Homeowners have received a little wiggle room with the South African Reserve Bank’s recent 50 basis point repo rate cut.
“The rate cut will leave homeowners with some surplus cash, providing some much-needed relief, given the economic constraints caused by Covid-19,” says John Manyike, Head of Financial Education at Old Mutual.
“But while the additional cash may come in handy during these tough times, homeowners need to consider maintaining their home loan repayments at pre-rate cut levels. Depending on how long you maintain the additional payments, doing this could significantly reduce the total interest you pay and shorten the loan repayment term.”
His message to homeowners is simple: take a long-term view of the benefits of the rate cut to maximise its positive impact on your finances, especially if you can afford to pay a little bit more than what is required.
In the example below, he illustrates the benefits of paying extra on your home loan:
(Total loan amount reduced by R241 817.00 with savings on 52 months of the bond service fee (assumed at R69.00 per month) – R3 588.00.)
While this is an opportune time for first-time buyers, it is important to do your homework and to fully understand all of the costs associated with investing in a property such as attorney fees, bond registration fees and the ongoing costs such as rates, water, electricity and insurance.
“Remember to consider not only if you can afford the monthly installments but also if you can afford the ongoing costs associated with owning a home,” says Manyike.
“Also, do not forget that interest rates can go up as well as down, so consider various future scenarios and incorporate a buffer in your calculations before you make any decisions”.
“It’s always a good idea to speak to a financial advisor to help you formulate a financial plan. Given the uncertainty of the current economic climate, their advice and insights could be very valuable to you,” says Manyike.
Fixed versus variable interest rates
Homeowners and home buyers need to explore the pros and cons of opting for a fixed interest rate versus a variable interest rate. A fixed rate remains unchanged even if interest rates change, while a variable rate follows the rate adjustments by your bank following the Reserve Bank’s announcements.
The disadvantage of a fixed rate is that you may miss out on savings when rates are cut.

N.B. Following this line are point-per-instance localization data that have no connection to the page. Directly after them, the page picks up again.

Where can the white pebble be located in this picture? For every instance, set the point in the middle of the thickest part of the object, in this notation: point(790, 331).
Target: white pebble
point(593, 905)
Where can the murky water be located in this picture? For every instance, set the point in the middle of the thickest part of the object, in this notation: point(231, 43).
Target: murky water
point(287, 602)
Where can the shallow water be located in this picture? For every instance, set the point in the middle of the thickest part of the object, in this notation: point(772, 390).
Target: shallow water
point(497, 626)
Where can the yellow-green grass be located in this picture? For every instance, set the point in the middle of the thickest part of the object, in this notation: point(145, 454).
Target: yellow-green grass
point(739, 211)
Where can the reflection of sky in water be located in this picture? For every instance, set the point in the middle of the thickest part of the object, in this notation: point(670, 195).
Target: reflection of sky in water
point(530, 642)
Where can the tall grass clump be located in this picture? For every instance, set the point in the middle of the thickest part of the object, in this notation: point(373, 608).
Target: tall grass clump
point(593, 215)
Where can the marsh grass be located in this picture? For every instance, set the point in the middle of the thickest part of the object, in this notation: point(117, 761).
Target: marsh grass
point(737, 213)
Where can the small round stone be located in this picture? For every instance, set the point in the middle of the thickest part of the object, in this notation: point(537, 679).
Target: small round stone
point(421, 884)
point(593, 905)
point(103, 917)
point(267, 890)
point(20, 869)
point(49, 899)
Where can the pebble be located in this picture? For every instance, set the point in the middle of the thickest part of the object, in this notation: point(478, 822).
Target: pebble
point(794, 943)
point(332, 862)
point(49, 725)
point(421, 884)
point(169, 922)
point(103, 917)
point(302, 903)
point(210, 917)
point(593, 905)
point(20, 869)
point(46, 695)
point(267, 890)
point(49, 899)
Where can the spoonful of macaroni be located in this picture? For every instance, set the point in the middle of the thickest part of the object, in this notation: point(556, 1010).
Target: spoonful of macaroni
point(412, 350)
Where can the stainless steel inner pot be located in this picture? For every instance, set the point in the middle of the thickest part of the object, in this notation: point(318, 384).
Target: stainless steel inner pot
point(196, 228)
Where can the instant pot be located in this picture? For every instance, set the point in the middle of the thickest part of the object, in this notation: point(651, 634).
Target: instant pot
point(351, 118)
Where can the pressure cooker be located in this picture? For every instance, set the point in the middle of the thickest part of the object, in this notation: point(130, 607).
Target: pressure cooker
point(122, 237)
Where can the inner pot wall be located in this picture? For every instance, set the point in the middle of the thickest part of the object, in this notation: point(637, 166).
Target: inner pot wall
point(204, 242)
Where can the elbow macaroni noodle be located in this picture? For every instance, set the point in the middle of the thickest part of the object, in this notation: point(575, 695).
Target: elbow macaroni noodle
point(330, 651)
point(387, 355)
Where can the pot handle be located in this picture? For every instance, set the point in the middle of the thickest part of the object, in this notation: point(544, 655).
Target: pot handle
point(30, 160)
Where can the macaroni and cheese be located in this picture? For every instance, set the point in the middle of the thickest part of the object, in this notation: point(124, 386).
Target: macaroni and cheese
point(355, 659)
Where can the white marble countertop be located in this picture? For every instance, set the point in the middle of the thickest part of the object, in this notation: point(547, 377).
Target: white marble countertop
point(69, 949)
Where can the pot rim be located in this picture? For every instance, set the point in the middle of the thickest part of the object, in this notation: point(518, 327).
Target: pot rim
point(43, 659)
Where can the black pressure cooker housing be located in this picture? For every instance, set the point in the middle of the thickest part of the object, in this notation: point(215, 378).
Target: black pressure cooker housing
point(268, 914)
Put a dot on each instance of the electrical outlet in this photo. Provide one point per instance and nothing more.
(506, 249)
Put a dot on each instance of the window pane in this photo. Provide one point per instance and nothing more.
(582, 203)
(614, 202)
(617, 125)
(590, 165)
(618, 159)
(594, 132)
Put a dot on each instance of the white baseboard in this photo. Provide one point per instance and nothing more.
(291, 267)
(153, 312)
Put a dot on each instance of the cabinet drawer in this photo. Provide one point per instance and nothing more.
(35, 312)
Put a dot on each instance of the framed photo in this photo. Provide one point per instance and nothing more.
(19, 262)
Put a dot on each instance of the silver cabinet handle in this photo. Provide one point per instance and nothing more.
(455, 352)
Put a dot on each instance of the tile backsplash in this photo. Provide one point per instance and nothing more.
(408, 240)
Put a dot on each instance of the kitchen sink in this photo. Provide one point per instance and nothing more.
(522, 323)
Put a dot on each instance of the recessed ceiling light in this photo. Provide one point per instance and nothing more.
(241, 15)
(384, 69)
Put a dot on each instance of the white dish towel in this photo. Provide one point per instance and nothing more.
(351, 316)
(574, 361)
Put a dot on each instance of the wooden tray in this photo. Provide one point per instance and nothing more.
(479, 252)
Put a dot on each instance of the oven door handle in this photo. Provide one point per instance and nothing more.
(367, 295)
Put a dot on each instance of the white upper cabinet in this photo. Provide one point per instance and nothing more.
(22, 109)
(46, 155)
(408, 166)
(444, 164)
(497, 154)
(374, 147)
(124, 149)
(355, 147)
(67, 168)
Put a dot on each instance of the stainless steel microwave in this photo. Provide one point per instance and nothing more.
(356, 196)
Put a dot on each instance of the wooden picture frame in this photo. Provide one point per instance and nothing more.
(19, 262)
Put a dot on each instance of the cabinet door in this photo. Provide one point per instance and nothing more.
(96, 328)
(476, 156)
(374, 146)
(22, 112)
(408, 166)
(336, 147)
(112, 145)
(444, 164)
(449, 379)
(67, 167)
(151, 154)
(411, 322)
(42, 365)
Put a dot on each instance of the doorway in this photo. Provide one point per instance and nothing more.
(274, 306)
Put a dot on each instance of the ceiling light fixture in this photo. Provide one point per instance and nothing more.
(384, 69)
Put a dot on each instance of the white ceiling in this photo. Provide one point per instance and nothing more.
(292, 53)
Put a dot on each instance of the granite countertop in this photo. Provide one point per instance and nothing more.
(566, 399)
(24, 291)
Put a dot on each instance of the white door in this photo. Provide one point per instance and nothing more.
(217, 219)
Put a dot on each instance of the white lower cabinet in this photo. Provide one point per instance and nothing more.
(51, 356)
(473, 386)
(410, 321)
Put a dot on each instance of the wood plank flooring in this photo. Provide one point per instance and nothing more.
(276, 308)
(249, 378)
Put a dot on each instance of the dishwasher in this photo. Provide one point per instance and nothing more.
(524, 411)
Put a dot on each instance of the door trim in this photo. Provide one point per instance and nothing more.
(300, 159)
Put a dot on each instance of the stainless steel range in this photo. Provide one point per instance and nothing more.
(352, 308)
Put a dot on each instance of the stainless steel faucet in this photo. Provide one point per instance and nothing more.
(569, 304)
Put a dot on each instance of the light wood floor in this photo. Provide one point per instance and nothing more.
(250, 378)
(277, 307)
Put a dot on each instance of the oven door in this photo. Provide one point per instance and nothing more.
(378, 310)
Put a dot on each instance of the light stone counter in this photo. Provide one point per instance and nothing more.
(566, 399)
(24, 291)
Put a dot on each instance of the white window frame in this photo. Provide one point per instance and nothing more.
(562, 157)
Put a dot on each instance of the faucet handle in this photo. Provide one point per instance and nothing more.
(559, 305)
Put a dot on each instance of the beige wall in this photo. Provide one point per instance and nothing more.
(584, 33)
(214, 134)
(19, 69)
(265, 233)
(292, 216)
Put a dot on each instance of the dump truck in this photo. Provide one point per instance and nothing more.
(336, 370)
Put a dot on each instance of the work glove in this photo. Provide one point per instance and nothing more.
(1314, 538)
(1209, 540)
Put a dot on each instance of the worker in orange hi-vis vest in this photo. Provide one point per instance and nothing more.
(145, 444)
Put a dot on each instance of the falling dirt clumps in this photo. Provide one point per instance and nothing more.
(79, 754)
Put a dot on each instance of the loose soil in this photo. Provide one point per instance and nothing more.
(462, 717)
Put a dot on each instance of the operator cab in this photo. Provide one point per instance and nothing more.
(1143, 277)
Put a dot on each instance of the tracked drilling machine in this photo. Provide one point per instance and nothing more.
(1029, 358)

On the other hand, a variable rate may be costly if the Reserve Bank maintains high interest rates over a prolonged period.
Reducing your debt
“The key is not to automatically see a low interest rate environment as an opportunity to buy more. It can also be used to help ease your debt load. Apart from paying extra on your home loan, you can consider using it to increase your credit card and personal loan repayments,” concludes Manyike.